Camp Teddy’s setting illustrates why Philadelphia Housing Action is specifically targeting the PHA. Whereas many cities’ public housing takes the form of massive complexes, the PHA also owns thousands of “scattered sites”—small properties, including many of the boarded up North Philly buildings, dotting neighborhoods across the city. These units, according to the PHA, are difficult to manage, and, since housing demand plummeted in the decades after the authority purchased them in the 1960s and ’70s, many have fallen into disrepair.
Today, poor people need those houses. The PHA’s public housing waiting list—which has essentially been closed since 2013—has nearly 50,000 people on it. And many more would apply if they were able. Even before the pandemic, more than half a million Philadelphians lived in households that were “cost-burdened” by rent, and 69 percent of those households brought in less than $30,000 a year. But the PHA doesn’t seem to be trying to boost public housing—in fact, it’s further privatizing the City’s stock by auctioning off vacant properties to private developers, while using eminent domain to gobble up space for large redevelopment projects that housing activists say will spur the displacement of low-income residents.
“The housing authority is being utilized to refine our neighborhoods through gentrification,” said Jennifer Bennetch, founder of Occupy PHA and Camp Teddy. Bennetch has been fighting for years—attending board meetings, keeping lists of the PHA’s vacant properties, camping outside the PHA headquarters, and now facilitating the takeover of vacant PHA units—against what Philadelphia Housing Action sees as a city authority acting counter to its mission.

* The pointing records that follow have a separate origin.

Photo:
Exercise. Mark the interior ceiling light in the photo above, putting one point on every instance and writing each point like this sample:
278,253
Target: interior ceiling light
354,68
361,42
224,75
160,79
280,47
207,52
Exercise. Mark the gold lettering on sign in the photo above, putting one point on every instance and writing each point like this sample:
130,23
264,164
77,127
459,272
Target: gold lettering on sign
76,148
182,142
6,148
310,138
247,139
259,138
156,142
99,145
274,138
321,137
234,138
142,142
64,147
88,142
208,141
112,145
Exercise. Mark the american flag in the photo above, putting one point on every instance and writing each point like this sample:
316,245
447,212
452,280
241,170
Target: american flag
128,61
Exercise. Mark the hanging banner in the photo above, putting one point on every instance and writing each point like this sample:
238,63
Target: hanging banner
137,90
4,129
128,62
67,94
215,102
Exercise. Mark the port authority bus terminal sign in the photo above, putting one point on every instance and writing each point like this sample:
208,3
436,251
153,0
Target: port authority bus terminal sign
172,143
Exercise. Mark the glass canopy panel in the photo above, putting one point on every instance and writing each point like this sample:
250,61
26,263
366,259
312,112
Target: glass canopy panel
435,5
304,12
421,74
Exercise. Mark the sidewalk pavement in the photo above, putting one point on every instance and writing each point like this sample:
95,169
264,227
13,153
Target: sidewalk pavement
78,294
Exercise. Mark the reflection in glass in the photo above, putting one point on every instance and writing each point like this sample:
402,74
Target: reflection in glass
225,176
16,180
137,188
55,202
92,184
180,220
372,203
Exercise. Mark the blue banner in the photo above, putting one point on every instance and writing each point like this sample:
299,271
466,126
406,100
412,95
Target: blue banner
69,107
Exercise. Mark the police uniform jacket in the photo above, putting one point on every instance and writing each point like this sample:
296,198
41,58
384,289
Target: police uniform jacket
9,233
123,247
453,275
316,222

To organizers, the PHA’s approach to public housing represents exactly the kind of policies that stand in the way of housing liberation—and the encampments are only the most recent attempt to redirect its resources toward safe, permanent shelter for those who need it.
The encampments are “not something that just fell out of the air,” Bennetch said. “The fight against this housing authority and its role in displacing Black and brown and poor people is years long, and this is the culminating point of it.”
The cops didn’t show up (at least not in full force) the night after last Wednesday’s eviction defense, as protectors kept lookout in the rain. Nor did they show up the next morning. Since then, the city and Camps JTD and Teddy have been playing a cat and mouse game, with police and the PHA sending patrol cars, preparing floodlights, or showing other signs that raids are imminent, but not following through.
Nonresident protectors mostly went home after the initial defense, but groups quickly return when the camp sends out social media or text alerts. Organizers have planned activities like movie nights and craft stations to build community during these tense days (they half-trollingly invited Philadelphia Mayor Jim Kenney, who has labeled the encampments “hostile,” to a catered brunch on Monday, to which he predictably didn’t show). But the constant state of alarm the city is imposing upon the encampments is exhausting, and has put many residents on edge.
Irvin Murray, who left a crowded and strict shelter in early July to live at Camp JTD, is concerned about the future of the encampments. But like many residents, he is still fully on board with the cause, including the community land trust.
“The city is saying they don’t give a damn about us,” he said. “We need that housing.”